Truth is, I'm very lost and very confused. I don't work (but not for lack of trying) and many times I feel like I've lost my dreams and can't get them back. Most days I can't even tell you what I'd like to do at this point in my life. It's like I've hit a wall so many times that I can no longer see over it to what could be. We don't have a home-home because we're squeezed into a studio apartment for the duration of residency since the COL is so high in NY. We travel a little bit stateside but not much and certainly not abroad. The money just isn't there right now.

It's not a happy place to be and I don't know how to change it.

The only thing that makes me feel better is the fact that I know I'm not the only one in this position. Some of my dearest friends are also in the exact same place in life, though they don't seem to be as hard on themselves. One of my friends would like us to go to our 10 year reunion but personally, I'd rather not. I feel like I've failed.

rickismom said...

http://beneaththewings.blogspot.com/2011/12/answer-to-chaviva.html

2db17bd2-1f94-11e1-98b0-000bcdca4d7a said...

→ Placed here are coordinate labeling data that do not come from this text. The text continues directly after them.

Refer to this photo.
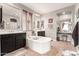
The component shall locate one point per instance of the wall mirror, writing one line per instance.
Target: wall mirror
(11, 18)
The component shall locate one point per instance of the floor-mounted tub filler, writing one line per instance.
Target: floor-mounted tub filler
(39, 44)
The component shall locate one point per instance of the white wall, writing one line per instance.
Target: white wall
(53, 32)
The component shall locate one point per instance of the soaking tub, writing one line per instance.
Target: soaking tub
(39, 44)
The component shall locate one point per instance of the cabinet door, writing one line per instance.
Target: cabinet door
(7, 44)
(20, 40)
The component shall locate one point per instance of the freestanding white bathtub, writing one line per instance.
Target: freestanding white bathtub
(39, 44)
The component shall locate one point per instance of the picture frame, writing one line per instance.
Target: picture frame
(50, 20)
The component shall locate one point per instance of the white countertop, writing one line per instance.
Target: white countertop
(11, 31)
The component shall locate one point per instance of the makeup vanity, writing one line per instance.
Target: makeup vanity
(11, 41)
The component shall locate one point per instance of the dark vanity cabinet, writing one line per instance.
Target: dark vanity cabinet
(11, 42)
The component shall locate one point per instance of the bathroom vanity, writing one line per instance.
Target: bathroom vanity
(11, 41)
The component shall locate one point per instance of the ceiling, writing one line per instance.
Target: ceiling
(43, 8)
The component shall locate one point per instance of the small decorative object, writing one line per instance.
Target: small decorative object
(50, 20)
(38, 24)
(77, 14)
(42, 24)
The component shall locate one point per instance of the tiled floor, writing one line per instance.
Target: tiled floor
(56, 50)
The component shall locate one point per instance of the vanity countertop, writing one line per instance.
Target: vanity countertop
(2, 32)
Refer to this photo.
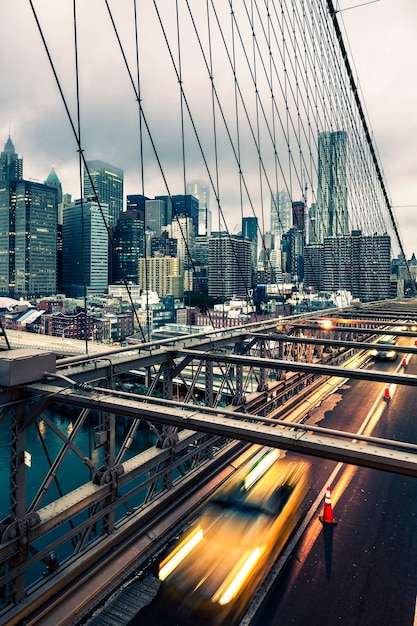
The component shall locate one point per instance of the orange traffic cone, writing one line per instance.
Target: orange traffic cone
(327, 517)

My suggestion to you is to just get a job that pays money and while at it, fulfill all your other dreams you have. It's okay if you don't work in your dream career exactly now, as long as it pays, you can work on a little bit of everything. my jewish studies professor told me a story that she worked in so many fields....and it suit her very well.

Rachel Rosenstern said...

When I graduated from high school, which was much longer than 10 years ago, I really didn't know what I wanted to do. I was really sure about what I didn't want to do. I wasn't getting married or having any kids because life was just too short to be tied down with those responsibilities.

One husband and four children later..... I have learned that life is rarely what you expect. G-d has been so good to me and given me exactly what I needed, not what I expected, and I wake up every morning happy and fulfilled. My life is not perfect but it is really, really good.